- Promotional image
- Also known as: Candle in the Tomb: The Weasel Grave
- Genre: Adventure Action Period
- Based on: Ghost Blows Out the Light by Zhang Muye
- Written by: Feng Ji Xu Su
- Directed by: Guan Hu
- Starring: Ethan Juan Xu Lu Hao Hao Liu Chao
- Country of origin: China
- Original language: Mandarin
- No. of episodes: 20

Production
- Executive producer: Zhu Wenjiu
- Production location: China
- Running time: 35 minutes
- Production companies: Yao Media Penguin Film Industry The 7th Impression

Original release
- Network: Tencent Video
- Release: 21 July 2017

= The Weasel Grave =

The Weasel Grave (鬼吹灯之黄皮子坟) is a 2017 Chinese web series adapted from the second book of the novel series Ghost Blows Out the Light directed by acclaimed director Guan Hu.
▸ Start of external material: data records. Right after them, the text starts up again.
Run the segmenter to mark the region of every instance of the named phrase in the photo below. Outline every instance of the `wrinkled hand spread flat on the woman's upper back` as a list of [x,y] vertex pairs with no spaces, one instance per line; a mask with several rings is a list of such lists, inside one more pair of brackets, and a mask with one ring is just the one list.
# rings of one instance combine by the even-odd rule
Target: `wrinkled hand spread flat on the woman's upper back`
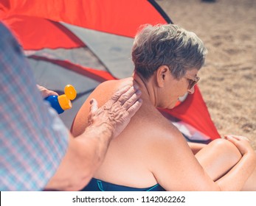
[[138,86],[127,86],[114,93],[114,96],[102,107],[97,107],[97,101],[91,99],[91,109],[89,113],[88,126],[99,126],[106,124],[108,129],[113,132],[115,138],[128,125],[131,117],[134,116],[142,105],[142,99],[139,99],[141,91]]

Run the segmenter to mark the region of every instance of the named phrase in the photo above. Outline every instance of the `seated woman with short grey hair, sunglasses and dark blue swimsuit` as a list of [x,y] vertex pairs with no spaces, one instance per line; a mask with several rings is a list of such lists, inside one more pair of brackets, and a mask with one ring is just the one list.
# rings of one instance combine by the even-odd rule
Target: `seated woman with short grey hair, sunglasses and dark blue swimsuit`
[[194,154],[181,132],[157,110],[171,109],[179,97],[194,92],[206,52],[193,32],[179,26],[148,25],[140,30],[132,49],[133,77],[103,82],[75,117],[72,133],[80,135],[88,124],[91,98],[101,106],[123,85],[139,85],[142,107],[110,143],[85,191],[256,189],[256,156],[246,138],[227,135]]

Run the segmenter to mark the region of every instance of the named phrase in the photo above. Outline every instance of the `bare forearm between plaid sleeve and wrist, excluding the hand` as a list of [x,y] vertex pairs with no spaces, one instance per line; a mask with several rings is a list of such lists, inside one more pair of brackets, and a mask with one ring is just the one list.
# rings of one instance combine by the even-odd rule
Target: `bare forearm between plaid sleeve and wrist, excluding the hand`
[[66,155],[46,189],[78,191],[86,186],[103,163],[112,135],[107,124],[88,127],[77,138],[70,135]]

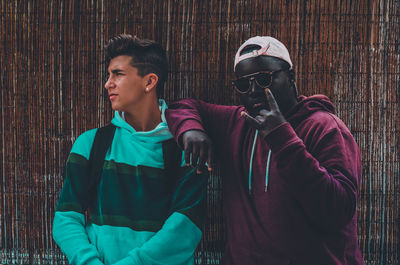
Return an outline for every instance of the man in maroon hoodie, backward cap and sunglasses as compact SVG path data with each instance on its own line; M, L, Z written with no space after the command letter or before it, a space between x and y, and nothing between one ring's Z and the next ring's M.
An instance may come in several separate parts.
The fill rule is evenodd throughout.
M247 40L234 70L244 107L185 99L166 112L187 162L208 158L210 169L213 143L228 232L222 263L363 264L360 152L332 103L297 95L289 53L274 38Z

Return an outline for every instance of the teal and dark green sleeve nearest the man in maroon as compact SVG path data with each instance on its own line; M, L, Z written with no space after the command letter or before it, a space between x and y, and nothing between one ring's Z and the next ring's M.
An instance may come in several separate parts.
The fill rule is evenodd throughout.
M145 244L129 252L117 265L193 264L193 255L202 232L207 174L182 167L171 202L171 215L162 228Z

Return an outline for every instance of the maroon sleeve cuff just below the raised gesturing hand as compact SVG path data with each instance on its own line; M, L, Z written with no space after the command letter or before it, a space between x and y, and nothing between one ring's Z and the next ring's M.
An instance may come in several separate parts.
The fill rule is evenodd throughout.
M264 140L273 152L279 152L286 146L301 141L289 122L279 125Z

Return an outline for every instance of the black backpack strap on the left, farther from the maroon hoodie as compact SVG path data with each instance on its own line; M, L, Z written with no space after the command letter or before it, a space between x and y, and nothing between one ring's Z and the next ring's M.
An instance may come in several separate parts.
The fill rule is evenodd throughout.
M96 198L96 189L97 185L100 182L101 174L103 172L104 159L106 157L107 150L108 148L110 148L112 140L114 138L115 128L115 125L110 123L104 127L99 128L96 132L96 136L94 137L88 164L88 206L90 206L91 202Z

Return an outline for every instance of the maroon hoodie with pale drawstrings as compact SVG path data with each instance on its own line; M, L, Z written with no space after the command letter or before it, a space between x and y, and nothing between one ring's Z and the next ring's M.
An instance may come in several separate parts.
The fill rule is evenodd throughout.
M213 141L228 230L222 263L363 264L355 214L360 152L332 103L301 96L288 122L255 143L243 110L185 99L166 111L176 139L196 129Z

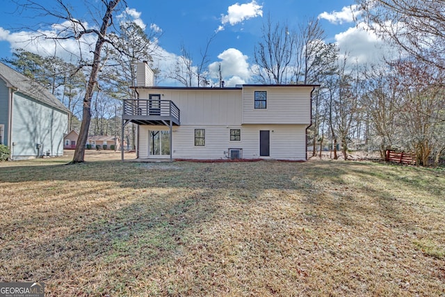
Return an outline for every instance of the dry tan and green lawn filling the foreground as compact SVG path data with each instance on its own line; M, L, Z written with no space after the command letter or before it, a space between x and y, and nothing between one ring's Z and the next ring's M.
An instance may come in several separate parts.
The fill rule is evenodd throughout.
M445 170L0 163L0 282L45 296L445 296ZM108 161L107 161L108 160Z

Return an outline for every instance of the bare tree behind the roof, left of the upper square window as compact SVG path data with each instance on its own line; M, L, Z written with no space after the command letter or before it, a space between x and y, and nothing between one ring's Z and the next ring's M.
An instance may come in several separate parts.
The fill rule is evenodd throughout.
M270 16L261 28L261 41L254 47L254 75L260 83L290 83L296 35L285 24L272 24Z

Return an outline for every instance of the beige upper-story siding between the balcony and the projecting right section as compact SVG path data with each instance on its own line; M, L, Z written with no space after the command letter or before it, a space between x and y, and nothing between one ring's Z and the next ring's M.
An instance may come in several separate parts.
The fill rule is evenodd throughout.
M141 99L161 94L178 106L182 125L241 125L241 90L139 90Z

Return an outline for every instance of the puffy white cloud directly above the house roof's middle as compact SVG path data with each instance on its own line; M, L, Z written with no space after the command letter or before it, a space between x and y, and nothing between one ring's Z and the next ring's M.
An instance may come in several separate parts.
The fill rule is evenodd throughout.
M221 60L220 62L213 62L209 65L210 76L213 79L219 78L219 65L221 65L221 74L226 81L225 86L235 86L250 79L248 56L238 49L226 49L218 55L218 58Z

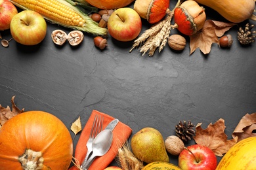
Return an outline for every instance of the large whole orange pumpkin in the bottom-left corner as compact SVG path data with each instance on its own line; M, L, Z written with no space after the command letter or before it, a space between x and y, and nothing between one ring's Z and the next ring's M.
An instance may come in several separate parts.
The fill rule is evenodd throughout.
M68 169L73 154L66 126L47 112L29 111L0 129L0 169ZM23 167L22 167L23 163ZM31 167L31 166L30 166Z

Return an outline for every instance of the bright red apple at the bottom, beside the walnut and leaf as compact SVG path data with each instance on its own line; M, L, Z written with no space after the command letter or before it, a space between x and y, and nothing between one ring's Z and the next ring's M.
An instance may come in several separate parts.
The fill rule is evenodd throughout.
M181 151L179 167L183 170L215 170L217 167L217 157L207 146L194 144Z

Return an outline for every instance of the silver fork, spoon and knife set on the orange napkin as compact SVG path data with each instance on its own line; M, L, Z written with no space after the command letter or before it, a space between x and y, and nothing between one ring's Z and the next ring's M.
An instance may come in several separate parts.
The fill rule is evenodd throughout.
M81 164L81 169L89 169L91 163L93 163L97 156L104 156L104 154L108 152L113 141L112 131L118 122L118 119L114 119L104 130L102 130L103 117L98 116L98 114L95 115L89 140L86 144L87 154L85 160L83 160L83 163Z

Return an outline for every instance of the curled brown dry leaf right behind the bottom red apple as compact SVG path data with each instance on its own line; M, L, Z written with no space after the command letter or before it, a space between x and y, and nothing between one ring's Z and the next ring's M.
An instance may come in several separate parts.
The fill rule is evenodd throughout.
M202 129L201 124L196 126L196 136L193 138L197 144L211 148L217 156L223 156L238 141L238 137L227 140L227 135L224 133L226 126L222 118L215 124L209 124L206 129Z

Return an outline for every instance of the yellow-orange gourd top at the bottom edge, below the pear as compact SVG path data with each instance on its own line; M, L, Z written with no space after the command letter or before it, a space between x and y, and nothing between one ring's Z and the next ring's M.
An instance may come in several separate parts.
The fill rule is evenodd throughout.
M172 169L172 170L181 170L180 167L173 165L172 163L167 163L165 161L154 161L152 163L148 163L141 170L154 170L154 169Z

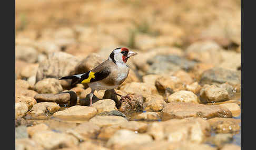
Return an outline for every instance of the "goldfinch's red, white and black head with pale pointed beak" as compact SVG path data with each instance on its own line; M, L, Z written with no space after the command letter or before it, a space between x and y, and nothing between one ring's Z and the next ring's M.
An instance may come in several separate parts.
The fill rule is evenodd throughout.
M125 47L119 47L111 52L109 59L111 59L114 63L126 63L127 60L134 55L137 55L137 53Z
It stars Ethan Juan, Xu Lu, Hao Hao and Liu Chao. The timeline of story marked it as a prequel to the other adaptations.

The series airs Fridays at 20:00 (CST) on Tencent Video starting 21 July 2017.

==Synopsis==
In the 1980s, when middle-aged Hu Bayi packs his belongings for one of his adventures, he finds an old photo, which brings his memory back to his college days in the 1960s. He then reminiscences about his first adventure that led him to become a tomb-expert.

==Cast==
- Ethan Juan as Hu Bayi
- Xu Lu as Hua Mei
- Hao Hao as Ding Sitian
- Ryan Liu Chao as Wang Kaixuan
- Li Yujie as Yan Zi
- Zhang Jinan as White Dog

==Production==
- The series is Ethan Juan's return to small screen after 8 years.
- Ethan Juan and Xu Lu previously worked together on the variety show Date ! Super Star (約吧！大明星) in the same year.
- Filming began early October and finished in mid December 2016.
- The first trailer and poster were released on July 4, 2017.
- The series has surpassed 1 billion views in just 2 weeks of airing. In 5 weeks, it has surpassed 2 billion views.